Poster Presentation Clinical Oncology Society of Australia Annual Scientific Meeting 2017

PD-L1 expression on circulating epithelial tumor cells (CETCs) is associated with immune evasion and tumor progression in breast cancer patients and differs from PD-L2 expression (#144)

Dorothea Schott 1 , Monika Pizon 1 , Ulrich Pachmann 1 , Katharina Pachmann 1 , Daniel Lux 1
  1. Transfusion Center Bayreuth/SIMFO, Bayreuth, BAVARIA, Germany


The current cancer research strongly focuses on the immune therapies, where the programmed death-1 receptor (PD-1), with its ligands PD-L1 and PD-L2 play an important role. It is known that PD-L1 is frequently up-regulated in a number of different cancers and the relevance of this pathway has been extensively studied and therapeutic approaches targeting PD-1 and PD-L1 have been developed. However, PD-L2 has not received as much attention and its role in modulating tumor immunity is less clear. To identify potential patients who may benefit from PD-1/PD-L1/PD-L2 targeted immunotherapeutics, we used a non-invasive, real-time biopsy for determining PD-L1 and PD-L2 expression in CETCs of breast cancer patients.

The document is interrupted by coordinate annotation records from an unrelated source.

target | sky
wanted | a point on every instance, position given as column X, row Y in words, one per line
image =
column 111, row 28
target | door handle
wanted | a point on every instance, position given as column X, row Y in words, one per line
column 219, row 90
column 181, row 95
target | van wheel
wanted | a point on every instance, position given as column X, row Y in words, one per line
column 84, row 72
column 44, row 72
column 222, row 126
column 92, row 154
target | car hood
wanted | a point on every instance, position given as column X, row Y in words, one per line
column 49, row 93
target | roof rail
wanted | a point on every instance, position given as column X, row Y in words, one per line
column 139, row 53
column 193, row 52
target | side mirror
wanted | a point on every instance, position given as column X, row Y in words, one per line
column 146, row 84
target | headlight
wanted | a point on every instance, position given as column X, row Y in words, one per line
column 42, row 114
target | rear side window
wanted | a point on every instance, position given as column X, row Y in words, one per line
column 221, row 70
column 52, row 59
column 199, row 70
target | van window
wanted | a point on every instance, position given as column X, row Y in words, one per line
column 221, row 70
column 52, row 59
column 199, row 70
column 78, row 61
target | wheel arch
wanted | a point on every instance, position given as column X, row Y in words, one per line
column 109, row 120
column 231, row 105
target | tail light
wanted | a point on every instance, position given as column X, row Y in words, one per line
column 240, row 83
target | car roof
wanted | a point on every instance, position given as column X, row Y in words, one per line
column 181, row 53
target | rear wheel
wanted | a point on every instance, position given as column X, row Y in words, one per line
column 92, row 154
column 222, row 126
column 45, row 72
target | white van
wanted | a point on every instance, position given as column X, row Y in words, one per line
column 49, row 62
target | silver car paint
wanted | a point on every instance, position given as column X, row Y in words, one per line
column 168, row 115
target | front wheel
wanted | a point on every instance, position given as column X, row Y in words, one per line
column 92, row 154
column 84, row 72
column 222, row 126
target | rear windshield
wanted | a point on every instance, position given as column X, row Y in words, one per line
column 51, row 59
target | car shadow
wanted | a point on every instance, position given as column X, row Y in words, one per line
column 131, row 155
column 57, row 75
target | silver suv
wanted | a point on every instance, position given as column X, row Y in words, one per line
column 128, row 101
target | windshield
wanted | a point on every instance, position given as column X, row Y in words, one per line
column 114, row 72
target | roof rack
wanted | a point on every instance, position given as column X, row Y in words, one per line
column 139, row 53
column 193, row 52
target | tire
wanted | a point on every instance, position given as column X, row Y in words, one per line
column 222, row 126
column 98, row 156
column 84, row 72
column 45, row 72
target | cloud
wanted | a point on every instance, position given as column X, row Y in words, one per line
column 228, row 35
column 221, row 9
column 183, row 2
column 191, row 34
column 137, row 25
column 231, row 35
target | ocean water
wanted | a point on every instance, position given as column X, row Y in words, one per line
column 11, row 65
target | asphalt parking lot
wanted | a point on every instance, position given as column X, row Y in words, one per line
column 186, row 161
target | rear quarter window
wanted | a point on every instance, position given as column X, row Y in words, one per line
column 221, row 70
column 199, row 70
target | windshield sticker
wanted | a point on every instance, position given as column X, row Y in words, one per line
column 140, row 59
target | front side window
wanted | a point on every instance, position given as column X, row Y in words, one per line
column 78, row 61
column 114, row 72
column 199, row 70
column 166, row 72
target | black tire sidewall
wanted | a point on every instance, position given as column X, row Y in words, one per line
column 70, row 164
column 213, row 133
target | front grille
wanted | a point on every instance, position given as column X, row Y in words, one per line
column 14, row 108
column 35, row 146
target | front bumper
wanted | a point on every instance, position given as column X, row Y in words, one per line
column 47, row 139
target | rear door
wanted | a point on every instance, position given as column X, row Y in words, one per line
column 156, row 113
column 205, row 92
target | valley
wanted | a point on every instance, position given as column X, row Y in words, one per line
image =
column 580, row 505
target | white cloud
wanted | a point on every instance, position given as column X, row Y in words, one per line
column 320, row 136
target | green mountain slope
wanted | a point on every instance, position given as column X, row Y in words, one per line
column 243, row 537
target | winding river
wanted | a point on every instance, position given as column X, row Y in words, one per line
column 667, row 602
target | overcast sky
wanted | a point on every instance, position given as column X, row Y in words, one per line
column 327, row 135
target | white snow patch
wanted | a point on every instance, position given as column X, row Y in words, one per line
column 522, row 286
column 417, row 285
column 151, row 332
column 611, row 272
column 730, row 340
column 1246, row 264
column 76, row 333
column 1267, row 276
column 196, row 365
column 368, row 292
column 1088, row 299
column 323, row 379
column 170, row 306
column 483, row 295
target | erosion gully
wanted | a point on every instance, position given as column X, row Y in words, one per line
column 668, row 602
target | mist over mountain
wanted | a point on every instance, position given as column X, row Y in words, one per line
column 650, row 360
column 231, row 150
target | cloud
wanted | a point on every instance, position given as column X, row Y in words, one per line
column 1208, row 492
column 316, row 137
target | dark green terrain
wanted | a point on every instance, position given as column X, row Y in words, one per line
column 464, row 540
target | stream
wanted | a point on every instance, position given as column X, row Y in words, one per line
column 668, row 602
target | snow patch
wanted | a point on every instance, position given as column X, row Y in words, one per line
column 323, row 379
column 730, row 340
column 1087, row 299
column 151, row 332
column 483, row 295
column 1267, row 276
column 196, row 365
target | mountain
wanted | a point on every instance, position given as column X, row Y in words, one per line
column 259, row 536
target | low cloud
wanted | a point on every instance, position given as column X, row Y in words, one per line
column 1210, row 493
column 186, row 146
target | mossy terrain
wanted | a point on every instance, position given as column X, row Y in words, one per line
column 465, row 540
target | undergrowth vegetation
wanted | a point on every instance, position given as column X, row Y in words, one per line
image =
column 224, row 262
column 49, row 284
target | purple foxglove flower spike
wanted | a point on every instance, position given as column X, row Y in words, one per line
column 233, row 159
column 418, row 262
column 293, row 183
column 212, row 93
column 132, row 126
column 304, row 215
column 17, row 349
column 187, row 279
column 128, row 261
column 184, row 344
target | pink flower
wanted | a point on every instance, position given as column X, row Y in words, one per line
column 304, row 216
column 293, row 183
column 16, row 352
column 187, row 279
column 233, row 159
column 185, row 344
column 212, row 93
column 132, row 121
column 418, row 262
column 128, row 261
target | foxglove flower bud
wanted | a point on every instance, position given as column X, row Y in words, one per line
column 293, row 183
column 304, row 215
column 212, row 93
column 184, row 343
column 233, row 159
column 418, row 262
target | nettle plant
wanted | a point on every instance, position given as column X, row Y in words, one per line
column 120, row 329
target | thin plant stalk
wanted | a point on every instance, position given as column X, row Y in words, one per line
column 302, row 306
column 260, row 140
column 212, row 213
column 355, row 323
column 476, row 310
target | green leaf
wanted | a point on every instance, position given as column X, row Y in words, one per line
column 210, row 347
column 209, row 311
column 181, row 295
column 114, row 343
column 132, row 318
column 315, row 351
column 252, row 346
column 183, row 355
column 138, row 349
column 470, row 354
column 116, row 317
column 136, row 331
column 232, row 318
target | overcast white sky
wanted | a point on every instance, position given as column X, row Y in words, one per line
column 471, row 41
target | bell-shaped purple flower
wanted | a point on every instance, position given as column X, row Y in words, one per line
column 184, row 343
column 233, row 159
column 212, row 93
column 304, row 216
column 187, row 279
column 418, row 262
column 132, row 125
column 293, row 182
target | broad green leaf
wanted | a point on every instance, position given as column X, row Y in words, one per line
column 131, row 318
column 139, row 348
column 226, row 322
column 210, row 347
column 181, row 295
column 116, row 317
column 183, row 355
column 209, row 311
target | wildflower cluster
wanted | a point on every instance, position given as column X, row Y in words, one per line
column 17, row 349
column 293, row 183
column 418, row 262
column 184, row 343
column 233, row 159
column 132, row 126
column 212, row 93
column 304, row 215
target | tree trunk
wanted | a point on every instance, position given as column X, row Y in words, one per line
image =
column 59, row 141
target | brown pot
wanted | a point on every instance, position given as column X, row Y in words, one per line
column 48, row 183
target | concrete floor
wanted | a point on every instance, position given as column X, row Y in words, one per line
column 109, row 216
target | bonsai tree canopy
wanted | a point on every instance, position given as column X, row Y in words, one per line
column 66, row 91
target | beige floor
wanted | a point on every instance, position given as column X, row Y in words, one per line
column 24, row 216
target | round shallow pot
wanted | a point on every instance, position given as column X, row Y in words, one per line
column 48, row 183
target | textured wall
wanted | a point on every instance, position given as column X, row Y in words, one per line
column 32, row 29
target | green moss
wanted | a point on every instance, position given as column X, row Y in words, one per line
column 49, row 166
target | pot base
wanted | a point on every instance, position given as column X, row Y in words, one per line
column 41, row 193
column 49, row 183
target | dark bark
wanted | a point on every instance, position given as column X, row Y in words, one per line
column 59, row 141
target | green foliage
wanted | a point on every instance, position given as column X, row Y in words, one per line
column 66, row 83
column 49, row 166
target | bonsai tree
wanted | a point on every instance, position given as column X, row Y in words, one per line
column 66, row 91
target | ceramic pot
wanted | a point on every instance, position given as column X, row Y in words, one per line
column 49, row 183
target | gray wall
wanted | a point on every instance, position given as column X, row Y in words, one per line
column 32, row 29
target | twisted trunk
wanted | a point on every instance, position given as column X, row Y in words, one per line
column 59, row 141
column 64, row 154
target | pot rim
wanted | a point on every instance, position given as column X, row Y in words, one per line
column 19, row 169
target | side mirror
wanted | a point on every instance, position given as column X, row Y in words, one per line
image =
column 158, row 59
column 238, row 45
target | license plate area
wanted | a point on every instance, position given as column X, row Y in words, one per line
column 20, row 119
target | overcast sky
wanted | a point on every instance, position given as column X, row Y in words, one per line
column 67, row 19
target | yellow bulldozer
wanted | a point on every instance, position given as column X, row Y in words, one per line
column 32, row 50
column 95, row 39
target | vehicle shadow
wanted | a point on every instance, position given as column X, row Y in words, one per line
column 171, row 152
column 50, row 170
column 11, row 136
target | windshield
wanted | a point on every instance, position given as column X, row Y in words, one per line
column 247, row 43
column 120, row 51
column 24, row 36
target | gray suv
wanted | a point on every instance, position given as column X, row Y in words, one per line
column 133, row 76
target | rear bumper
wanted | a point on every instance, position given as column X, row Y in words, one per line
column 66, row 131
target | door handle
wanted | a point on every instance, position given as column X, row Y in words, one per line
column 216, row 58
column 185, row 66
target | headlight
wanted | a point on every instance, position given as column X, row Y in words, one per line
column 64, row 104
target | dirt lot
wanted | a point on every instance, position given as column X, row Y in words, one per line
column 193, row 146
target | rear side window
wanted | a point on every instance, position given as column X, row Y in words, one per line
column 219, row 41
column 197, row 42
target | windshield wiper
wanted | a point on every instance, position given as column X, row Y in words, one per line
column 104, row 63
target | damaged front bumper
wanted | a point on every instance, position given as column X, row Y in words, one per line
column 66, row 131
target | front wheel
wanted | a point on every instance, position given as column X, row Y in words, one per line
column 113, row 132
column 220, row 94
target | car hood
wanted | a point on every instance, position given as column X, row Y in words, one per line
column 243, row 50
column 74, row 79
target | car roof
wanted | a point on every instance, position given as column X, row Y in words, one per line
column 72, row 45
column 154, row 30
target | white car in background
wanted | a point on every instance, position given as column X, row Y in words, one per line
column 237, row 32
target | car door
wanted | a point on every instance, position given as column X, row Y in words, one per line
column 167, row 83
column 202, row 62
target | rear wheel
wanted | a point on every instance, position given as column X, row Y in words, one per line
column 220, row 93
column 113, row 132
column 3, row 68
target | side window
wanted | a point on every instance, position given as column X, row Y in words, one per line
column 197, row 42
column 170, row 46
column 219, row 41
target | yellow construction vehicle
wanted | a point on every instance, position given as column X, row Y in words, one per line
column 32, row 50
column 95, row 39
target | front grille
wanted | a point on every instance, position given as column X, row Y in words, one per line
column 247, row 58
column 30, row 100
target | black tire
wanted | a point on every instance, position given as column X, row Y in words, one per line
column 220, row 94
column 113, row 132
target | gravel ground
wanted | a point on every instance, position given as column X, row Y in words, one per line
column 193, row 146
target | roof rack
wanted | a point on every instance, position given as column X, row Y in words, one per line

CETCs were determined from blood of 66 patients suffering from breast cancer. The number of vital CETCs and the expression of PD-L1 and PD-L2 were investigated using the maintrac method.


PD-L1 expressing CETCs were detected in 95 % of breast cancer patients whereas only 75% patients had PD-L2 positive CETCs. There was no association between the frequency of PD-L1 positive CETCs and progression of cancer disease. We found that the fraction of PD-L1 positive CETCs is significantly higher than the fraction of PD-L2 positive CETCs (63.3% vs. 32.9%; p). Moreover, we observed a significant heterogeneity in PD-L1 and PD-L2 immunostaining intensity across CETCs from the same patients.


Breast cancer patients have detectable CETCs with high frequency of PD-L-1 regardless of stage of disease. PD-L1 seems to be a major factor in immune evasion and may be a promising target of anticancer therapies. Monitoring the frequency of PD-L1 positive CETCs could reflect individual patient’s response for an anti-PD-1/PD-L1 therapy.